Interestingly, clamav's weekly scan of my home Linux server caught Exploit.Win32.MS05-002.Gen in a few mp3 files and a tar.gz file. They weren't important files so I just deleted them. I have several Windows XP Professional machines that access it (the mp3s dir is used as the library root for windows media players).

BitDefender's description of their detection of this virus:

This generic detection targets .ANI files that contain malicious code addressing Integer overflow in the LoadImage API Vulnerability

Re:Could you elaborate?

[TheNetAvenger]

actually thought NT 3.51 was an exceedingly elegant system - it booted to a DOS-ish shell, you had to type "WIN" [for win.exe] if you wanted to load the windows graphics subsystem, and the entire "environment" was pure client[user space]/server[kernel space], with the graphics "client" living entirely in user space.

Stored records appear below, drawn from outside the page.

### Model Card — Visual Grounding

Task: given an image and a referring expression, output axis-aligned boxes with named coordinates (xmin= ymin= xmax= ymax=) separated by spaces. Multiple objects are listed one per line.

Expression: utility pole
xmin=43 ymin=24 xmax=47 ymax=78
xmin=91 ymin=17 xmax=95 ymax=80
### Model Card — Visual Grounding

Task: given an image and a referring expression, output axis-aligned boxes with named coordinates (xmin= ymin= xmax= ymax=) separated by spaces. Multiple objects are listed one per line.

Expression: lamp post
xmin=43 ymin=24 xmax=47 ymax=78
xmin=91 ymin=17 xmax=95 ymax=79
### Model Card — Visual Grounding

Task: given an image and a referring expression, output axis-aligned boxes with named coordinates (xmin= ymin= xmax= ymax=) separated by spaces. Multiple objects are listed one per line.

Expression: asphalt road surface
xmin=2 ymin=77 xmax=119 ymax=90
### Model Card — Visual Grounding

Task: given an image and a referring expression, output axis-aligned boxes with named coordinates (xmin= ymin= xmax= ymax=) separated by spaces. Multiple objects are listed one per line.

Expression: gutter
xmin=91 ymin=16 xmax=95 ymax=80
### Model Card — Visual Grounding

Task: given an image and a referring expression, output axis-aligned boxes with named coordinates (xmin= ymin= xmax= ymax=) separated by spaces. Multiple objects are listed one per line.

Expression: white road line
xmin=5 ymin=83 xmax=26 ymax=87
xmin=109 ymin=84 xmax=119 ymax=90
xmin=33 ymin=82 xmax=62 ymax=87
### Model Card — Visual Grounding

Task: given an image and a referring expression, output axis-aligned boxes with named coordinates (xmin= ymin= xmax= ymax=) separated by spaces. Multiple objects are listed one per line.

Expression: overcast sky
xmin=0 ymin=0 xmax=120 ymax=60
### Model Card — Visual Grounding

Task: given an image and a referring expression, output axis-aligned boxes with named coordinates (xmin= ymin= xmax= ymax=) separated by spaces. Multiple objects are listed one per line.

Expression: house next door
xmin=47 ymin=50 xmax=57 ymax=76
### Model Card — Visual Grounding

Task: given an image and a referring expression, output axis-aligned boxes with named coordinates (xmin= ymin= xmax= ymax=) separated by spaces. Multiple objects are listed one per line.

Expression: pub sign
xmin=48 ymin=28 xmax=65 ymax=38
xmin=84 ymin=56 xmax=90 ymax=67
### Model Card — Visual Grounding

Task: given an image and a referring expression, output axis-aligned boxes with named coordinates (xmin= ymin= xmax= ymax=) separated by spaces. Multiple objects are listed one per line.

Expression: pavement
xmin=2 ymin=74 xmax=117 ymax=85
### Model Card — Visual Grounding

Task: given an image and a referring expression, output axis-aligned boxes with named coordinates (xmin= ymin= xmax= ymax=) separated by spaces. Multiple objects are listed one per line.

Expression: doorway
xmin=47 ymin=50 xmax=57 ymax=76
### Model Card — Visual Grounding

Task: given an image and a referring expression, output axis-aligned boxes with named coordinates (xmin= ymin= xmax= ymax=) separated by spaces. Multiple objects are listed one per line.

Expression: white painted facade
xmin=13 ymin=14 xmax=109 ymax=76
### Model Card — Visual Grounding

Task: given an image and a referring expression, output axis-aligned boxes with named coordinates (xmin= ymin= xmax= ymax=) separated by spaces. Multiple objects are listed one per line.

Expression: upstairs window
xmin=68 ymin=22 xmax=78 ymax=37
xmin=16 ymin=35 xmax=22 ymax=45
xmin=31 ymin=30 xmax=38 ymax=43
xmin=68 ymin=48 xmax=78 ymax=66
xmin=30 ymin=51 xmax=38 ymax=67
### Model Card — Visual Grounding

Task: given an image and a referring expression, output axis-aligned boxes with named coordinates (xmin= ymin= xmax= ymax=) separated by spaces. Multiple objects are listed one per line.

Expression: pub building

Um... NT 3.1, 3.5, and 3.51 all booted to the Win32 subsystem GUI. You are somehow confusing Win 3.1 or something here. NT has always used Win32 as its primary subsystem, and been graphical.

So what is this "quite clever technology" that allows Vista to return to the older model?

In lay terms, MS breaks the driver into two parts. The MS side is a kernel level interface that translates up to user mode for the MFR driver.

This is really smart for a couple of reasons.

1) It gives the performance of a kernel level driver without explosing the system to a 3rd party driver in kernel space.

2) It also allows Vista to do things even NT pre 4.0 couldn't do, like live swap video (i.e. you can remove the video card and it doesn't crash the OS.) Not only can portable and external display devices connect and disconnect effortlessly, but no matter how bad a video driver is, once Vista is running it takes an act of God for the video driver to crash the OS or leave the OS without video.

As external PCI express devices become more popular, especially for laptops, you can effortlessly switch from the onboard video to the dock or external display device. I have done this while watching a movie in Media Center and the pause to flip was less than 1 sec and it didn't even lose a frame of video.

Basically Vista can restart the video driver by virtually unplugging the video card and turning it back on, and then if the driver continues to fail Vista will continue through several steps including turning off the video again and dropping to a generic VGA driver and restarting the video card. Eventually it will even try to activate a second video device if one is present in the system and the main video won't turn back on even with generic drivers if the card is damaged.

So not only is it better protected from a bad video driver, it has a rather intelligent recovery process so that the user isn't left with a blank screen.